Intimidating Brokaw and Stephanopoulos

September 7th, 2008 52 comments

Tom Brokaw is a liar. He told the New York Times on Saturday that he was not intimidated by the Republican attacks on the media last week.

Mr. Brokaw said he was subjected to some “good natured ribbing, friendly fist-shaking,” in the hall, but “nothing out of the ordinary,” or, for that matter, nothing that would impede him from discharging his normal celebrity duties.

Stephanopoulos mouthed the same cliches last week that he was not part of any “media elite”. But this morning on Meet The Press and This Week Brokaw and Stephanopoulos might have just as well have been reading a script written by John McCain’s campaign staff as they interviewed Biden and Obama.

MR. BROKAW: I want to move on in a moment, but there’s another headline that appeared in the New York Post. Oprah Winfrey decided not to have Sarah Palin on the show before the election. “No-Prah!” That’s the New York Post headline. “TV first lady’s Palin insult,” as they called it. Oprah did come out for Barack Obama, did have him on the show. Do you think that some people will see that as an elitist position, that in some ways Democrats may be afraid of her, Sarah Palin?

Stephanopoulous asked an equally “Drudge” question early in the Obama interview about the Saddleback Forum and abortion.

ABC News’ George Stephanopoulos Reports: Democratic presidential nominee Sen. Barack Obama, D-Ill., admitted this weekend that his response on the definition of human life at Rick Warren’s Saddleback Forum was “probably” too flip.

When asked at what point a baby gains human rights, Obama said last month “that whether you’re looking at it from a theological perspective or a scientific perspective, answering that question with specificity, you know, is above my pay grade.”

But in an exclusive “This Week” interview airing this morning, Obama told Stephanopoulos “what I intended to say is that, as a Christian, I have a lot of humility…all I meant to communicate was that I don’t presume to be able to answer these kinds of theological questions.”

It’s very clear. Republican intimidation of the media works. We saw it leading up to the invasion of Iraq, when every one of the networks was afraid to question Bush on the reasons for war. Guys like Brokaw and Stephanopoulos talk a good game, but they are total pussies when the party in power calls them out. Although both Obama and Biden handled the hostile questions well, it was clear that NBC and ABC were trying to placate the Republicans. Later this week Sarah Palin will be interviewed by “Softball Charlie” Gibson. He’s even more easily cowed than Tom and George. Once that’s done, they can say that Sarah has been vetted by the media and she won’t have to have a press conference.

Olympic Reflections

August 25th, 2008 14 comments
U.S. Olympic Women's Basketball

U.S. Olympic Women

When trying to put down my thoughts about the meaning of the Beijing Olympics, I keep getting drawn back to this picture of Cappie Pondexter jumping on teammate Diana Taurasi in celebration of the U.S. Womens Gold Medal victory in Basketball–”She ain’t heavy, she’s my sister”–as the old song almost went. The Olympics show off the wonderful potpourri of races and ethnicities that is 21st Century America. Part of our joy that kept us transfixed to the screen for the past two weeks is a celebration of our diversity. What ever the talk from the pundit class about the incipient racism that may be impeding Obama’s campaign, I’m not buying it.

Media Effects

NBC won the lottery as far as the last two weeks went. Dick Ebersol, Pres. of NBC Sports explains.

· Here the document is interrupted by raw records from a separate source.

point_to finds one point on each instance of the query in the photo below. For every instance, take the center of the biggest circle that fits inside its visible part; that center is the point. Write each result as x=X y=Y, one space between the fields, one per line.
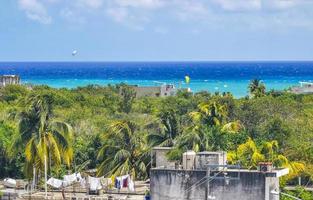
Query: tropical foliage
x=111 y=130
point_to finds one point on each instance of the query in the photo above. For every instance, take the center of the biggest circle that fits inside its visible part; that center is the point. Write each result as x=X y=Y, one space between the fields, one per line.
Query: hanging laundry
x=118 y=182
x=55 y=183
x=94 y=183
x=131 y=185
x=125 y=182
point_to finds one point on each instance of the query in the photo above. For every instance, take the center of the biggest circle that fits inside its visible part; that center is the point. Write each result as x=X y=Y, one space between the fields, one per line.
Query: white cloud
x=190 y=9
x=35 y=10
x=151 y=4
x=239 y=5
x=93 y=4
x=118 y=14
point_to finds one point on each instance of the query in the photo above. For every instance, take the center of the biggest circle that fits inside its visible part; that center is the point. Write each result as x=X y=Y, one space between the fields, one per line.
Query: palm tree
x=124 y=151
x=43 y=137
x=249 y=155
x=170 y=129
x=208 y=130
x=256 y=88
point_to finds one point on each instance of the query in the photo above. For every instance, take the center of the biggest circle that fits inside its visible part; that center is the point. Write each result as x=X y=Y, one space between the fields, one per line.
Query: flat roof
x=272 y=173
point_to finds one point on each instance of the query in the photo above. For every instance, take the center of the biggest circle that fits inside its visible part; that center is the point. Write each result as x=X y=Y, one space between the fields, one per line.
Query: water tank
x=203 y=159
x=189 y=160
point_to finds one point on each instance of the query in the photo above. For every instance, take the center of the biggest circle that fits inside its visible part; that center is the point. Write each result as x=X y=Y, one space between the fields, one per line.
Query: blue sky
x=156 y=30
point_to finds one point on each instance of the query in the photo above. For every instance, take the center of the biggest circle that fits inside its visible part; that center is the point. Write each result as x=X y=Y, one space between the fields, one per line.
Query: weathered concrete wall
x=173 y=184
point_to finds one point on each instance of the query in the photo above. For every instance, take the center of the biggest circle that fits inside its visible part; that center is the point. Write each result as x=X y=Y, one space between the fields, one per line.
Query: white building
x=9 y=80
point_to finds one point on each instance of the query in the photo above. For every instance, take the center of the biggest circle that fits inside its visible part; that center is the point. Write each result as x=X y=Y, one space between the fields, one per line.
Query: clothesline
x=94 y=183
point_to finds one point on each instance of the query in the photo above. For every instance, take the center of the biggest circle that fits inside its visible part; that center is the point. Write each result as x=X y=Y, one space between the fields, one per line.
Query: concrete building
x=304 y=88
x=159 y=159
x=215 y=180
x=9 y=80
x=155 y=91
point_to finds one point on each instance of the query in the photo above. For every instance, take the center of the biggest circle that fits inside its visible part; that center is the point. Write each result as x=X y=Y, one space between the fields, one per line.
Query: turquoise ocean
x=231 y=77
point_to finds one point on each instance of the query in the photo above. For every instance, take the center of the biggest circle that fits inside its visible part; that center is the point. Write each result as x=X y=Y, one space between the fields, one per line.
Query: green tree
x=41 y=136
x=124 y=151
x=170 y=129
x=127 y=95
x=256 y=88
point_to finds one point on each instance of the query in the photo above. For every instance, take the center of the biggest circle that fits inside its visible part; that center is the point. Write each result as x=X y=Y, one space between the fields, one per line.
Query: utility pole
x=208 y=185
x=46 y=192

As the Games neared, ad sales picked up — and, after the Games started off so well, they exploded. Mr. Ebersol said that in the end it may have been NBC’s good fortune that the country was going through some tough times.

“The economy was so dark,” Mr. Ebersol said. “But with $4 a gallon gas, more people were staying home. Many fewer were taking vacations.”

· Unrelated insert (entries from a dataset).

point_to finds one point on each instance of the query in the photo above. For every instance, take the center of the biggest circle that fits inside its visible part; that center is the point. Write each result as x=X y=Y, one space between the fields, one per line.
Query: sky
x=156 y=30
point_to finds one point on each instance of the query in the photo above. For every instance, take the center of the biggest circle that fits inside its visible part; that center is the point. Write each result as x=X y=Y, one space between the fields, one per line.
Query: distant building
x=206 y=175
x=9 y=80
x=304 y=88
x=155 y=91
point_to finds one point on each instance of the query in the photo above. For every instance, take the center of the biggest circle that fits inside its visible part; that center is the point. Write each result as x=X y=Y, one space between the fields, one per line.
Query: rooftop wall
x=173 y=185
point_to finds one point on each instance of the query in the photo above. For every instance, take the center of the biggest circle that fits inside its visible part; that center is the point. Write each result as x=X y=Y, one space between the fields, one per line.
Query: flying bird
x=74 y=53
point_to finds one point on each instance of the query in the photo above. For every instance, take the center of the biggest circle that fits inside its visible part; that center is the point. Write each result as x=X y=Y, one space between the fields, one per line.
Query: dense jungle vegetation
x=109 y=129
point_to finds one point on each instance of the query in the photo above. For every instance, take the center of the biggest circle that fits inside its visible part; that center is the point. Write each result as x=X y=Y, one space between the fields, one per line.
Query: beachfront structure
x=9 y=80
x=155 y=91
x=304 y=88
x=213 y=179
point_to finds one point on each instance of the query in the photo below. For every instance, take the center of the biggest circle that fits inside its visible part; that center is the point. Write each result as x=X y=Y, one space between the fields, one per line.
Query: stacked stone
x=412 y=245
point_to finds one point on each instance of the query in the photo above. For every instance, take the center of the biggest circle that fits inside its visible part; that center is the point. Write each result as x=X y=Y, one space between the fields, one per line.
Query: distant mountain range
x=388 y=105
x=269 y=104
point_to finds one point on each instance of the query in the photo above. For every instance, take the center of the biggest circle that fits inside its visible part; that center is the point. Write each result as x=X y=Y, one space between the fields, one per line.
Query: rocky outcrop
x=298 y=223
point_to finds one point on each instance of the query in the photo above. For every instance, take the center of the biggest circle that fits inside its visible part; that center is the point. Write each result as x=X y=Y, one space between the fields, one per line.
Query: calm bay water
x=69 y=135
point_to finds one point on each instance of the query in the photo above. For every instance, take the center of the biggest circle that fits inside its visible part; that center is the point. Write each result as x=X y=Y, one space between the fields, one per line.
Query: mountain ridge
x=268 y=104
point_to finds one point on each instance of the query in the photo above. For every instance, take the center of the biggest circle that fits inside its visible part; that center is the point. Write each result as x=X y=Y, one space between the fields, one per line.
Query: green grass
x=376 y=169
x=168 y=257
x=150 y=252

That made people both more available and more susceptible to the pull of the Olympics.

“When these Games came along, it was really at a point where the country was just ready for something they could really get crazy about,” he said.

Equally important for those of us that study digital technology, NBC put up 2200 hours of online video and had 72 million videos streamed in the U.S.

China

Despite what the China naysayers will tell you, I think the Olympics was a big win for China. As Nick Kristoff reported yesterday, Chinese Internet censorship is loosening and I don’t think this process will stop after the games. Chinese pride at no longer being regarded as “the sick man of Asia”, will allow this opening to continue. This is not to say that China is not going to be encountering economic headwinds as I wrote yesterday. The Wall Street Journal outlined three big problems for China in the next few years.

“Americans who worry that China might overtake the United States are worrying about the wrong thing,” U.S. Treasury Secretary Henry Paulson wrote in an article published last week. “Serious troubles in China’s economy could threaten the stability of the U.S. and global economies.”

Three challenges especially stand out for the Chinese: The nation’s changing work force, a widening in the gap between rich and poor and severely constrained supplies of energy and environmental resources.